Saturday, June 15, 2013 | 11:26 p.m. CDT; updated 12:26 a.m. CDT, Sunday, June 16, 2013
Swinging left-handed, the Cardinals' Carols Beltran hit his 15th home run in the second inning against the Marlins on Saturday and tripled for the first time since May 2012 in the eighth. He hit another home run from the right side in the ninth.

MIAMI — Carlos Beltran homering from each side of the plate Saturday was hardly a shocker, since he had done it 10 times before.

But Lance Lynn's two-run single? That was unprecedented.

Both contributed offensively as the St. Louis Cardinals survived a slugfest against the lowest-scoring team in the major leagues and beat the Miami Marlins 13-7. Beltran homered twice and tripled, while Lynn (9-1) notched the victory despite allowing a career-high seven runs in five innings.

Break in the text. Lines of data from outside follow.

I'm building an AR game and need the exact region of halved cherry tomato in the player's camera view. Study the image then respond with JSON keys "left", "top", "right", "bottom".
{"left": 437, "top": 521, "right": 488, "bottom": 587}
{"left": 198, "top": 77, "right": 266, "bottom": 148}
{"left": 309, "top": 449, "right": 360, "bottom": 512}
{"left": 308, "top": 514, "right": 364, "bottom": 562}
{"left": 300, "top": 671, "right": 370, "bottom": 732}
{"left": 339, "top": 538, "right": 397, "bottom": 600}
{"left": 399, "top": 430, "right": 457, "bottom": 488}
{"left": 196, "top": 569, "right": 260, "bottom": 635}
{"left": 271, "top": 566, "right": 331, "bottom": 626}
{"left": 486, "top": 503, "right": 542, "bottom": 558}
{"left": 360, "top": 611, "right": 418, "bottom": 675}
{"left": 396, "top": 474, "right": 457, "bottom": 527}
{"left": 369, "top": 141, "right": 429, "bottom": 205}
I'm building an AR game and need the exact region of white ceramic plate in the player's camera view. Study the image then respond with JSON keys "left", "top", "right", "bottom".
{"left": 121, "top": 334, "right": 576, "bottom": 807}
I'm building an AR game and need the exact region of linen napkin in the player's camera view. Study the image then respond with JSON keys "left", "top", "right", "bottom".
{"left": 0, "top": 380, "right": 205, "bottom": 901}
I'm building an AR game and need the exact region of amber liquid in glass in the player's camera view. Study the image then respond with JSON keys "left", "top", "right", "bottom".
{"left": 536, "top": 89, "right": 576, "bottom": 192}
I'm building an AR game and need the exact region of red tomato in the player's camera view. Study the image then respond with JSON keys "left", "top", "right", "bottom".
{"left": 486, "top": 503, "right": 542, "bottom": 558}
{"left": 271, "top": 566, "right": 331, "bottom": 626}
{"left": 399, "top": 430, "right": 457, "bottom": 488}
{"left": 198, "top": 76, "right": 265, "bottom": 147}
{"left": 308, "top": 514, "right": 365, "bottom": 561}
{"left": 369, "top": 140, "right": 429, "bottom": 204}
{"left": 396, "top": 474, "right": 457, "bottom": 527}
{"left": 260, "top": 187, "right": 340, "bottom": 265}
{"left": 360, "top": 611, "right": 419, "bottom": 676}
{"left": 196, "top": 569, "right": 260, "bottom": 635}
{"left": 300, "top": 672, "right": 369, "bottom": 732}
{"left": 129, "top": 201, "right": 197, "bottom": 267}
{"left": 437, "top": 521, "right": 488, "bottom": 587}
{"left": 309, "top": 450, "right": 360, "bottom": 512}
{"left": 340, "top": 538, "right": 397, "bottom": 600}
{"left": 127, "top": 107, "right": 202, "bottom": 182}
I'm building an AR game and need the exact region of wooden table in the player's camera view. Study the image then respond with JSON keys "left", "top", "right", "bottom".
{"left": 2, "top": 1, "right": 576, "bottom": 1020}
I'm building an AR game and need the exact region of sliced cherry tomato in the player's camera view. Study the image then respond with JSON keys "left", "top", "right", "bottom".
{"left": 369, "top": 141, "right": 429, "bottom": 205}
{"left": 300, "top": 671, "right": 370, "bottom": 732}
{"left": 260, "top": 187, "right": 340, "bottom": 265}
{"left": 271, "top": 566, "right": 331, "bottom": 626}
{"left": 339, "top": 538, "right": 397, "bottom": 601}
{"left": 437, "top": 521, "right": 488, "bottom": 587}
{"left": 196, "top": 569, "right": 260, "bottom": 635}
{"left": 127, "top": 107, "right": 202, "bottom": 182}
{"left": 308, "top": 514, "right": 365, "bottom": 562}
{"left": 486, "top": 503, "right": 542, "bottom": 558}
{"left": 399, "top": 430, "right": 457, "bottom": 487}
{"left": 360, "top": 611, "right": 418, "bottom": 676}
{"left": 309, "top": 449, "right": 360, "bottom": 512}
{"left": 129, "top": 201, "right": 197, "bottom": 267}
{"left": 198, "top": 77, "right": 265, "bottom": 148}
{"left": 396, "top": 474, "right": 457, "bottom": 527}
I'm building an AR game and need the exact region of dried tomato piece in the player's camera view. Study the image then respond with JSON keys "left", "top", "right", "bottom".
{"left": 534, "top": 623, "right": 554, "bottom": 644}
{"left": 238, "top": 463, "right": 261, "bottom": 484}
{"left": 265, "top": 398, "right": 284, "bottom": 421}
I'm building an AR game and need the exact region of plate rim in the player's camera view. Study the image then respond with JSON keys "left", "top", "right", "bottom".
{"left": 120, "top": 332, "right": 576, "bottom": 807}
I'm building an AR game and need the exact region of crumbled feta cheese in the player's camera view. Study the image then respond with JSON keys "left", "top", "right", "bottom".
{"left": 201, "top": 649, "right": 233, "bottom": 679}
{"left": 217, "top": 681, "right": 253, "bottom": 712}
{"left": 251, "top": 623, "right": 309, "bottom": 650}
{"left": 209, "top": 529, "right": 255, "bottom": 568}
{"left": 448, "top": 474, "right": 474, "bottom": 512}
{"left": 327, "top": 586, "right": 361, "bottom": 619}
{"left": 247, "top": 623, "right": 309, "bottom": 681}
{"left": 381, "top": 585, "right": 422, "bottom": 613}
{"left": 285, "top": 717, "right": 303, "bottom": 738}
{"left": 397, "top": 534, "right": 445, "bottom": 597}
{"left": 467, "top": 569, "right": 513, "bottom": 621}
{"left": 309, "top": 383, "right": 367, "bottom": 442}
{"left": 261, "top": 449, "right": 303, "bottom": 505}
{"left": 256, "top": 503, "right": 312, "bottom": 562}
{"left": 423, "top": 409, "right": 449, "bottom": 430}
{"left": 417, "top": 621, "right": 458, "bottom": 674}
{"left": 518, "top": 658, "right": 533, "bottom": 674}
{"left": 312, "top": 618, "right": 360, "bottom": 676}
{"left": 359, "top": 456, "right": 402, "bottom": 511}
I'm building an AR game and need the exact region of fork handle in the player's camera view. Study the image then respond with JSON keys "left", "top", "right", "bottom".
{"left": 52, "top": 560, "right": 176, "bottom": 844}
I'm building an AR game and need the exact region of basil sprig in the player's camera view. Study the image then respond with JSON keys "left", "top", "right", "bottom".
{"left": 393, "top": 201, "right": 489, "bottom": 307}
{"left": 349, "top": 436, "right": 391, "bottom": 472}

The Cardinals scored five runs in the first, then found themselves at 6-all in the second before pulling away. Even for the hitters, the game was no fun, Beltran said.

"I felt like I was out there playing defense for four hours," he said. "It's one of those days where you have to grind and try to find a way to stay in the game."

Manager Mike Matheny agreed.

"It felt like a doubleheader," he said.

Swinging left-handed, Beltran hit his 15th home run in the second inning and tripled for the first time since May 2012 in the eighth. He hit another home run from the right side in the ninth.

Beltran extended the longest active hitting streak in the NL to 14 games and raised his average to .311.

"I feel great," he said. "I've been healthy, and good things are happening for me and the team."

The Cardinals tied a season high with 17 hits. Yadier Molina singled home two runs in their big first inning, and David Freese's fourth homer in the third inning put them ahead to stay.

It's the fifth time this season the Cardinals have scored at least nine runs when Lynn has started, and this time he contributed himself, delivering a two-out single off Ryan Webb to make the score 9-6.

Lynn glanced over his shoulder as he stepped to the plate, unsure whether Matheny might call on a pinch-hitter.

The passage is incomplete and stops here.